1. A sportswear deformation and posture adaptive monitoring system, characterized in that... include: - Distributed nanosensing layer (201): A piezoresistive-capacitive dual-mode sensor is composed of a laser-written MXene electrode and a silk protein dielectric layer, with a hot spot distribution based on human motion biomechanics. - Edge computing unit (202): A microprocessor with an integrated NPU accelerator, running an adaptive GCN model, receiving 16-channel deformation data at the input layer, and generating a posture risk assessment matrix at the output layer; - Pneumatic feedback module (203): Smart fabric with built-in microfluidic air cavity, which generates 5-15N gradient tactile feedback force according to the risk level; -Energy Module (204): Flexible zinc-ion battery and radio frequency energy harvesting circuit work together to provide power.

2. The system as described in claim 1, characterized in that... The GCN model adopts a three-level optimization architecture: - Primary feature extraction: Extracting joint motion topology through spatiotemporal graph convolution; - Secondary injury prediction: Predicting the probability of motion injury based on LSTM decoder; - Three-level adaptive calibration: Utilizes federated learning to update the user's personalized motion pattern library.

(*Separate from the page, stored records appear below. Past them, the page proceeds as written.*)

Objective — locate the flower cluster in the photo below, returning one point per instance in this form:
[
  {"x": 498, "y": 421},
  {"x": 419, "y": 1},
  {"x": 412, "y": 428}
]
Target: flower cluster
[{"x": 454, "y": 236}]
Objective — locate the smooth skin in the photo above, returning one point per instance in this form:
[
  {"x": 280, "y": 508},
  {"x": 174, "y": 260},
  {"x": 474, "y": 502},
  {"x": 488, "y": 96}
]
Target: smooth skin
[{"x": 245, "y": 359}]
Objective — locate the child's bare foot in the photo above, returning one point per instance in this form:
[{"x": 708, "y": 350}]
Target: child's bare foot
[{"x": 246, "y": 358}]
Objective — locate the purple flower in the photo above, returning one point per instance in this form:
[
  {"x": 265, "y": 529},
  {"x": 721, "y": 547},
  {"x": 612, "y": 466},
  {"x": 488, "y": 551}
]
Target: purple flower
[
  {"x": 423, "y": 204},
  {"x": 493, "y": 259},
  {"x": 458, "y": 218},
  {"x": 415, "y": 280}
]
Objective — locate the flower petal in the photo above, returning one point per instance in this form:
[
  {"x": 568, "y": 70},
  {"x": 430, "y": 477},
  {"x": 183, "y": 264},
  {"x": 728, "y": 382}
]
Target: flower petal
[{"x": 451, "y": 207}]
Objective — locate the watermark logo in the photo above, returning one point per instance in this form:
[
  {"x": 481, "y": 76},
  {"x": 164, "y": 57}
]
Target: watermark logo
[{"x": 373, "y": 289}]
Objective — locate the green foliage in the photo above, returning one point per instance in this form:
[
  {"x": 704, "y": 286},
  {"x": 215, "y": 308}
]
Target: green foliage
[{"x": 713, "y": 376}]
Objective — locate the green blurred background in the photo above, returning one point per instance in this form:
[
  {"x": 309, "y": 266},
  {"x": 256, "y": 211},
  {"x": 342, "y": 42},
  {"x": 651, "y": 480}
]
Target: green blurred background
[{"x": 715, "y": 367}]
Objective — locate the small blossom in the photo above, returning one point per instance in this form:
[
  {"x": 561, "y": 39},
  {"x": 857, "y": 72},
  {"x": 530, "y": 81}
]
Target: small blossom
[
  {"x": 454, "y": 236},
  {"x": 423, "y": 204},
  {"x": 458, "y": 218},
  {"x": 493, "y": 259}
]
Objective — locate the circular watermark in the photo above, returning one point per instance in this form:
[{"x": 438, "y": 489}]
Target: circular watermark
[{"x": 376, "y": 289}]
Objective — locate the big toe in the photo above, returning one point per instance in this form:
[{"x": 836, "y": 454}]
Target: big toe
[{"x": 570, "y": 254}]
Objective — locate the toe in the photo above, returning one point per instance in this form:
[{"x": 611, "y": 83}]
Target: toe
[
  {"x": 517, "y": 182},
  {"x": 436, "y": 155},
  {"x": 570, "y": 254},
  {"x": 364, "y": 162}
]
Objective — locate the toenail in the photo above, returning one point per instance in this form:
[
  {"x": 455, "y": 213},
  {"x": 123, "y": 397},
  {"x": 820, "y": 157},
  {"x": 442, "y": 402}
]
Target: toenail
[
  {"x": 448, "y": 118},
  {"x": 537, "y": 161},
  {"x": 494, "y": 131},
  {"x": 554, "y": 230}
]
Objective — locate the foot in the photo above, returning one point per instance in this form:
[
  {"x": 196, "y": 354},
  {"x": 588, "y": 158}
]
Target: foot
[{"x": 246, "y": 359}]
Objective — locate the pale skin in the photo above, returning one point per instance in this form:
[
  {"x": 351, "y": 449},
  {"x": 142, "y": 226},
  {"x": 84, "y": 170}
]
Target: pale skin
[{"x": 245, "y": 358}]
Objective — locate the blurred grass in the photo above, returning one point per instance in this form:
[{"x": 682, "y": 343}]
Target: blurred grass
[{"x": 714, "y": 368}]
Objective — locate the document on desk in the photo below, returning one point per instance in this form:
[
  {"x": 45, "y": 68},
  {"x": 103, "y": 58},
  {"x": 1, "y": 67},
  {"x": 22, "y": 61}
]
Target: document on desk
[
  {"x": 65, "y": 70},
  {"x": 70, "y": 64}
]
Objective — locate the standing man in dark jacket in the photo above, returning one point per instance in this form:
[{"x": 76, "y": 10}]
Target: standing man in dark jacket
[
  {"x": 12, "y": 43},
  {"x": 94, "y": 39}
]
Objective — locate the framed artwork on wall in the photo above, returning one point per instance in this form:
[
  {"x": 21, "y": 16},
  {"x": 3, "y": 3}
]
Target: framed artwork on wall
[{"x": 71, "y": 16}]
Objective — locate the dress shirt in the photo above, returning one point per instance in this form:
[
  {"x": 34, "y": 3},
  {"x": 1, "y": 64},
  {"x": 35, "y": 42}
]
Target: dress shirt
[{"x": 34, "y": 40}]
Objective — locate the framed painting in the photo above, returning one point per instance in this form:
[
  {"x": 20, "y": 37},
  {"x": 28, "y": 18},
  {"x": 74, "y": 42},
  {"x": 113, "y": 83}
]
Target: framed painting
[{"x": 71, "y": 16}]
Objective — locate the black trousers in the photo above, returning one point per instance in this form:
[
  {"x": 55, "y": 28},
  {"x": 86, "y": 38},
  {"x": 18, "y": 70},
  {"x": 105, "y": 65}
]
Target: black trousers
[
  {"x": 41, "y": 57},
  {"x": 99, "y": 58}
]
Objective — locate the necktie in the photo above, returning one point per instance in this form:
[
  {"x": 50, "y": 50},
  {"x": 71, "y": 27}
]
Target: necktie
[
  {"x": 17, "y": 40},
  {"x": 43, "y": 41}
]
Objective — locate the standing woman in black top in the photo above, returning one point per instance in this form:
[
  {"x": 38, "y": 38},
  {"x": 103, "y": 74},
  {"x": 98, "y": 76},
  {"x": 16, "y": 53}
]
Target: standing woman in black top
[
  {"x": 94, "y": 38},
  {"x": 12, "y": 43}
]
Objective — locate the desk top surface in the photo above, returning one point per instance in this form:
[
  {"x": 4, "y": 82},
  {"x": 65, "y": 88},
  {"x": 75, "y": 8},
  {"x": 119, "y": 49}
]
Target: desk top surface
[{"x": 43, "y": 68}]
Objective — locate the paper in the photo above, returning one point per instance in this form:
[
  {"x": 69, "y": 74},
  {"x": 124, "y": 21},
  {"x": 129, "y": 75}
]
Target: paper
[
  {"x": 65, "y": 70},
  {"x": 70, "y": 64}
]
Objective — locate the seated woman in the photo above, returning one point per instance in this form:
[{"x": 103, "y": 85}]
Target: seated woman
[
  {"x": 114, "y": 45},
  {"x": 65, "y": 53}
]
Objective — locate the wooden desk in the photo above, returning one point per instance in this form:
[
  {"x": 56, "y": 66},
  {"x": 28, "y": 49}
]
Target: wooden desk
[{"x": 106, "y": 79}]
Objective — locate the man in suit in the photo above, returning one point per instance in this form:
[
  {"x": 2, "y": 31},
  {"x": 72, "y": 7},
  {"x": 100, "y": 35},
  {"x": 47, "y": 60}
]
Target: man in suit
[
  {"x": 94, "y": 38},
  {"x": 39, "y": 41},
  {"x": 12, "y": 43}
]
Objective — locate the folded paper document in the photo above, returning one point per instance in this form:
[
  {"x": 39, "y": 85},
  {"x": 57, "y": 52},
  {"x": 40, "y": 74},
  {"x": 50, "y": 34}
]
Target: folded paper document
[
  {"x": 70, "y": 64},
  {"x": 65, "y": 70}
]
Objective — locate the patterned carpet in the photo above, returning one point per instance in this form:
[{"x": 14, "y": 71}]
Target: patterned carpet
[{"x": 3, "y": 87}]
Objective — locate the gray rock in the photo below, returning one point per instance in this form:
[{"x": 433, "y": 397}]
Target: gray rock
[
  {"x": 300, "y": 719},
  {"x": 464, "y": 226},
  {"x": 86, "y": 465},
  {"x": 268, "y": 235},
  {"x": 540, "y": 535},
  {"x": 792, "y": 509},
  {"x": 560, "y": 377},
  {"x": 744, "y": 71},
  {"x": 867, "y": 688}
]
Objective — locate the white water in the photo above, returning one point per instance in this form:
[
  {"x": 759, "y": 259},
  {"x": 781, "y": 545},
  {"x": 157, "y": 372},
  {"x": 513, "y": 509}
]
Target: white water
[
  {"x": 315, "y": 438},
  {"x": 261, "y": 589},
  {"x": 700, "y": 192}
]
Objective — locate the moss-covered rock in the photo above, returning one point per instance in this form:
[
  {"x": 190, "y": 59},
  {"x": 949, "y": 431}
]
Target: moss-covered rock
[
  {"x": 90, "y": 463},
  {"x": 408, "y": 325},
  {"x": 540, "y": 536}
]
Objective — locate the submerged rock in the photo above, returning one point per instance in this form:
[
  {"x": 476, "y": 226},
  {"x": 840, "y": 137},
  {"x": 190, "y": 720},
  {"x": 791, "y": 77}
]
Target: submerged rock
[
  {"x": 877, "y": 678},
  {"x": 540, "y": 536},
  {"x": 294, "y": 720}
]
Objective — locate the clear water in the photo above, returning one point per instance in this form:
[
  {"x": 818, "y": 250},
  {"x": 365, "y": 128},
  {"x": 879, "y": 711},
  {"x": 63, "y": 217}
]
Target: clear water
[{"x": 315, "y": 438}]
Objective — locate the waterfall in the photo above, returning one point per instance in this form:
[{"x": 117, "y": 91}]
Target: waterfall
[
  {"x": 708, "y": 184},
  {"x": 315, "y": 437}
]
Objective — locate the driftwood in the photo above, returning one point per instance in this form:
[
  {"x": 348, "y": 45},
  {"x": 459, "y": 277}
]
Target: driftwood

3. The preparation method according to claim 1, comprising: - MXene nano-mesh electrodes (linewidth ≤ 20 μm) were constructed using aerosol jet printing technology. - A silk protein dielectric layer is grown on the surface of Lycra fiber using a biomimetic coating process; - The sensor-substrate integration is achieved using hot-press bonding technology.

4. Application of transformation methods, including: - Establish a motion digital twin platform to visualize the force distribution on joints; - Personalized training improvement plans are pushed through the app.